Not too long ago, tech enthusiasts were telling us that by 2020, we’d see self-driving cars hit the mainstream, with some 10 million on the roads. That turned out to be a wild overestimation. The actual number of vehicles in testing is thousands of times smaller, and they’re still driving mostly in controlled conditions. Companies have also scaled back their ambitions, aiming more for driver support than full autonomy, just as sober-minded transport experts told us to expect.

But slower development is probably just as well, as it should help improve vehicle safety and give engineers time to prepare for other threats, such as hackers turning cars into destructive weapons. Slower rollout also gives us a chance to form some social consensus on the built-in ethics of autonomous vehicles, which will inevitably face decisions with moral implications – being forced to choose, for example, between killing the car’s passengers by hitting a tree or veering into a nearby group of pedestrians.

Programmers will have to prepare cars to make such decisions when certain conditions arise, and they will need some justifiable basis to do so. This need is creating a somewhat bizarre research alliance, as professional ethicists work alongside experts in artificial intelligence. We have a lot to learn – and many mistakes to make – before we find acceptable solutions.

So far, only one national government has laid out actual guidelines for how autonomous vehicles should make decisions. That nation is Germany, where official guidelines take a strongly egalitarian view: “In the event of unavoidable accident situations, any distinction based on personal features (age, gender, physical or mental constitution) is strictly prohibited. It is also prohibited to offset victims against one another. General programming to reduce the number of personal injuries may be justifiable.”

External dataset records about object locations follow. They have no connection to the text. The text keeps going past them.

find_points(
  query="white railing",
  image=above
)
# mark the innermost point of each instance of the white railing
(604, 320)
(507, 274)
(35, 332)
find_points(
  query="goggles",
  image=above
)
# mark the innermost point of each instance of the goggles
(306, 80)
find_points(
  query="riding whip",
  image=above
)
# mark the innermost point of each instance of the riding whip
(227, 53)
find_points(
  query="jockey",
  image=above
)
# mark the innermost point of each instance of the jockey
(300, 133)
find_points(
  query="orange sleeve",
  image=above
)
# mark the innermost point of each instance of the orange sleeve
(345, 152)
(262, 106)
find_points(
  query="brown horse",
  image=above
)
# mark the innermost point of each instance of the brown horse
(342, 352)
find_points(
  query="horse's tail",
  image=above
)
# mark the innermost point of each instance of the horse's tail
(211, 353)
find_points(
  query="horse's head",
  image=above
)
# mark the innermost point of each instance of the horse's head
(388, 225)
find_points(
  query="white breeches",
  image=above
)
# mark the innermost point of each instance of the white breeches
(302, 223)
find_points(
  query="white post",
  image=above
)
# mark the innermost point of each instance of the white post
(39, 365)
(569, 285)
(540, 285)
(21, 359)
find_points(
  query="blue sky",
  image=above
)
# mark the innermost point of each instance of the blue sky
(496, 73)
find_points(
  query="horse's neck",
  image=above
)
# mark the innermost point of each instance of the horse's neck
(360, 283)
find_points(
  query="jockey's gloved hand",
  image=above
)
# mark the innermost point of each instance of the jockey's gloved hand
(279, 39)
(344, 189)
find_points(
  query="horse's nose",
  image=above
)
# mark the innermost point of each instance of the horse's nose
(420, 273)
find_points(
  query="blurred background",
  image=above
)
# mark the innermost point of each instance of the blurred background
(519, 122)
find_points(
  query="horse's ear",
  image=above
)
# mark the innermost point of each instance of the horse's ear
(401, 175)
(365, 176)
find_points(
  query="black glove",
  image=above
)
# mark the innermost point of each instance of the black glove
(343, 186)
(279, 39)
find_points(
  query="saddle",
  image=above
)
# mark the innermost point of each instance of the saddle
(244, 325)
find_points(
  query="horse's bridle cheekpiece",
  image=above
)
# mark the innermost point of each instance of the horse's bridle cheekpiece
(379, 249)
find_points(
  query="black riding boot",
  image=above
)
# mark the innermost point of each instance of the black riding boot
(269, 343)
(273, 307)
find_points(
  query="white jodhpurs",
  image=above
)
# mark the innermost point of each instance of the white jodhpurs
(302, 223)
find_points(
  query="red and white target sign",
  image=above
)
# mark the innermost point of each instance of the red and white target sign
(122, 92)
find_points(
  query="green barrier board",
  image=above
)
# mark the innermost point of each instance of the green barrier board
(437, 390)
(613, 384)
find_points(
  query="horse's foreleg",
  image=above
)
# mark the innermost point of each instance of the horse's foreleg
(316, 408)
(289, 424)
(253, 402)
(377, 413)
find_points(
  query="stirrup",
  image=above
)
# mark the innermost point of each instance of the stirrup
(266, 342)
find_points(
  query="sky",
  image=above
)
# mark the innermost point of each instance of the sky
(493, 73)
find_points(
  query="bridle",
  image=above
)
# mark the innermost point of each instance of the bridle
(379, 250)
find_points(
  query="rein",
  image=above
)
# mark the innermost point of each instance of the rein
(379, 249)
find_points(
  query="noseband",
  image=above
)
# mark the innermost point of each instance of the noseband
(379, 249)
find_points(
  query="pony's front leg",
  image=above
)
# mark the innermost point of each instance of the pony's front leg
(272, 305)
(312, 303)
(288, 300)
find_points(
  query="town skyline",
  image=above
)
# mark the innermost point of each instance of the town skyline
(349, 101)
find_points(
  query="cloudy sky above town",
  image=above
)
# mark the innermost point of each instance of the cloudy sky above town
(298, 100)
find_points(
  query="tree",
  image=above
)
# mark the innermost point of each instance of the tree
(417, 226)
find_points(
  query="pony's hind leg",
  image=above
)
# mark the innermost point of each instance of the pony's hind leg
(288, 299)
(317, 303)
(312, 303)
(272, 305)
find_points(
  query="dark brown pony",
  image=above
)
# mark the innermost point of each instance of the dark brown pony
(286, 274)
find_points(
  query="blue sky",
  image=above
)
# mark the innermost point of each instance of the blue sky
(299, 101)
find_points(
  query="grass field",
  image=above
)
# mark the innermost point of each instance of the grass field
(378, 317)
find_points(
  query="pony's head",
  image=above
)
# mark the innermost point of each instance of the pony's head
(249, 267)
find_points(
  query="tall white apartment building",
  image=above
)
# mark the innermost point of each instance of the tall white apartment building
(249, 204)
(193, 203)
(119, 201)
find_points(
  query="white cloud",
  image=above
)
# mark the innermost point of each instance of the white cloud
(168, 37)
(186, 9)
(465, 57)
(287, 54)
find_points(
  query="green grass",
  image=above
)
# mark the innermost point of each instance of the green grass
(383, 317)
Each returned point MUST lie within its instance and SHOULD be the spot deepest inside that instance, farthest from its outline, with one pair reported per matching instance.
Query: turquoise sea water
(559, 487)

This position tries to steer clear of any weighing of one person over another – male versus female, old versus young, skilled surgeon versus well-known local drug dealer. All people, in this view, count equally. This seems natural enough, although such egalitarian notions could run up against local cultural variations in moral attitudes, as is clear from a large survey of people’s moral intuitions.

A couple of years ago, researchers used a website to collect some 40 million choices involving theoretical self-driving dilemmas from people in 233 regions around the world, spanning many cultures. They found that while people do generally prioritize human lives over animal lives, and they would like to save more rather than fewer lives, they also tend to prefer saving the young over the old. People from countries in Central and South America tended to prioritize the lives of females and the physically fit. In many regions, people also expressed a preference for high-status individuals – valuing an executive over a homeless individual.

Studies of this kind offer a rough guide to real moral preferences and how they vary from place to place, and trying to align with them might be a good starting point for engineers. Even so, surveys can’t be the only guide, either, as prevailing moral attitudes change with time. Historically, in many places, explicitly racist or sexist values have held sway, despite widely being viewed as unethical by most people.

A better way to identify reliable rules, some experts argue, would be to combine the survey-based approach with analysis based on prevailing ethical theories developed by moral philosophers. One might start with public views but then put these through the filter of ethical theory to see if a rule is, on closer scrutiny, truly defensible. Ethicists refer to views that survive this test as “laundered preferences.” For example, all ethical theories would reject preferences for one gender over another, even though the survey found such preferences in some regions. In contrast, preferences to save the largest number of people would survive, as would a preference for the very young over the very old.

In this obviously messy area, policies will have to be guided by some mixture of the empirical and the theoretical. When a self-driving car makes a choice and kills some children, it won’t be obvious how that decision was made. But people will want to know. And the rules at work had better survive systematic ethical scrutiny.